Barron now moves to the point I would make for the Transfiguration. He writes: “Now what follows from these breathtaking descriptions is a centrally important epistemic claim: that Jesus cannot be measured by a criterion outside of himself or viewed from a perspective higher than himself. He cannot be understood as one object among many or surveyed blandly by a disinterested observer. If such perspectives were possible, then he would not be the all-grounding “Word or the criterion than which no more final can be thought. If we sought to know him in this way, we would not only come to incorrect conclusions but also involve ourselves in a sort of operational contradiction. To be consistent with these accounts, we must say that Jesus determines not only what there is to be known (since he is the organizing principle of finite being) but also how we are to know what is to be known (since the mind itself is a creature, made and determined through him) .
“A Christ-illumined mind in search of Christ-determined forms seems to be the epistemology implicit in Colossians and the Johannine prologue. Further, as Bruce Marshall has argued, this primacy implies that the narratives concerning Jesus must, for Christians, be an epistemic trump, that is to say, an articulation of reality that must hold sway over and against all rival articulations, be they scientific, psychological, sociological, philosophical, or religious. To hold to Colossians and the prologue to John is to have a clear negative criterion concerning all claims to ultimate truth: whatever runs contrary to the basic claims entailed in the narratives concerning Jesus must certainly be false.”
Conclusion: to become a contemplative of Christ by living ordinary secular life and work as self-gift (prayer). One becomes “another Christ,” and therefore, enters into the mount of the Transfiguration with Peter, James and John.
The Takeaway: The mystical life in ordinary life. The giving of self in ordinary secular life is an experience with the consciousness/mysticism of Christ. Escriva wrote: “By our complete dedication, within our limitations and with the humiliation of our interior failures, we return to God each day, as one returns to the main road after a detour. I have often told you that I am always play the role of the prodigal son. This is the moment for contrition, for love, for the fusion of the creature, who is nothing, with his God and his love, who is everything.

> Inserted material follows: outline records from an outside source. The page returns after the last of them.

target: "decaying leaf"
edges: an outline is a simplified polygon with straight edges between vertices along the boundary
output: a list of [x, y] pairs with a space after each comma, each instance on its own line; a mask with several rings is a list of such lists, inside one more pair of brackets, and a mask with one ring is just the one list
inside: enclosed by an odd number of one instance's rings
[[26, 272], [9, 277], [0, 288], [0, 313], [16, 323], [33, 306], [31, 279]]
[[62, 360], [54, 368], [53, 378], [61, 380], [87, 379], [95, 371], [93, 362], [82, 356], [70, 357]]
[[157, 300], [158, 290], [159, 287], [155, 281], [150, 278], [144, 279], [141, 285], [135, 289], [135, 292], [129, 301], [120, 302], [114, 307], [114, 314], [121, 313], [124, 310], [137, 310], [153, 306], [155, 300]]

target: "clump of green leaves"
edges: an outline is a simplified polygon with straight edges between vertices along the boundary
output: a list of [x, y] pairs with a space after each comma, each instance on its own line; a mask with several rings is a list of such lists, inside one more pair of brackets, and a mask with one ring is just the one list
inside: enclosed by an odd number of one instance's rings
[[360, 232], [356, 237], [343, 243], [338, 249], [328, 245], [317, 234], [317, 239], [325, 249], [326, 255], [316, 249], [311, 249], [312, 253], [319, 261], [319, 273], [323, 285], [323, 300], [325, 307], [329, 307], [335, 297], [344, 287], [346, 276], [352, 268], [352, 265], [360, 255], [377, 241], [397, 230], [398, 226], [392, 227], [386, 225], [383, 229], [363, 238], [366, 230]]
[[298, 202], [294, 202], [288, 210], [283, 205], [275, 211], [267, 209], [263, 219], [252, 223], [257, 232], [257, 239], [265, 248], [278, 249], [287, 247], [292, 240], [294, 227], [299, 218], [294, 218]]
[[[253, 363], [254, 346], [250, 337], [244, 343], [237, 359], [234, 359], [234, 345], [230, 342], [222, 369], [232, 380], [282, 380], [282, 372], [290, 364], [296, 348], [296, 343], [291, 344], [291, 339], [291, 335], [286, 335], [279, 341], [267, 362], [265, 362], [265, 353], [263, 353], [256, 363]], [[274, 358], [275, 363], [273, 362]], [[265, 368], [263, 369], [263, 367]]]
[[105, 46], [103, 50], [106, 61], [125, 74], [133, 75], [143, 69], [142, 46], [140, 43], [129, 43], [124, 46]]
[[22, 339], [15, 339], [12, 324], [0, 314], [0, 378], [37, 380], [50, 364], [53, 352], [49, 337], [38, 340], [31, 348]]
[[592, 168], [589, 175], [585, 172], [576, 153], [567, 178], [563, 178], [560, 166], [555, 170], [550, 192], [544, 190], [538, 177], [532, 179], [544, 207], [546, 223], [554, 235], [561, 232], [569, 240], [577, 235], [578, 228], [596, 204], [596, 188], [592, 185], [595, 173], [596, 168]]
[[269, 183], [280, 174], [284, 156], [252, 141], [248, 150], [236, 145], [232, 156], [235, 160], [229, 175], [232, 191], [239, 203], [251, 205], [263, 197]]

“My children, I am not talking about extraordinary things. These are , they must be, ordinary happenings in our soul. You should lead your brothers along this path to the madness of love that teaches us how to suffer and how to live, because God has given us the gift of Wisdom. Then, what serenity, what peace is ours.!
“Asceticism? Mysticism? What’s the difference? What do names matter? It is God’s gift. When you make an effort to meditate, God will not deny you his gifts. The Holy Spirit will give them to you. My children, have faith, and deeds of faith! For this is already contemplation and union. And this is the life of my children in the midst of the concerns of this world, even though they might not be aware of it. It is a way of praying and living that does not separate us from earthly realities, but that leads us to God in the midst of them. And by bringing earthly realities to God, we creatures divinize the world.”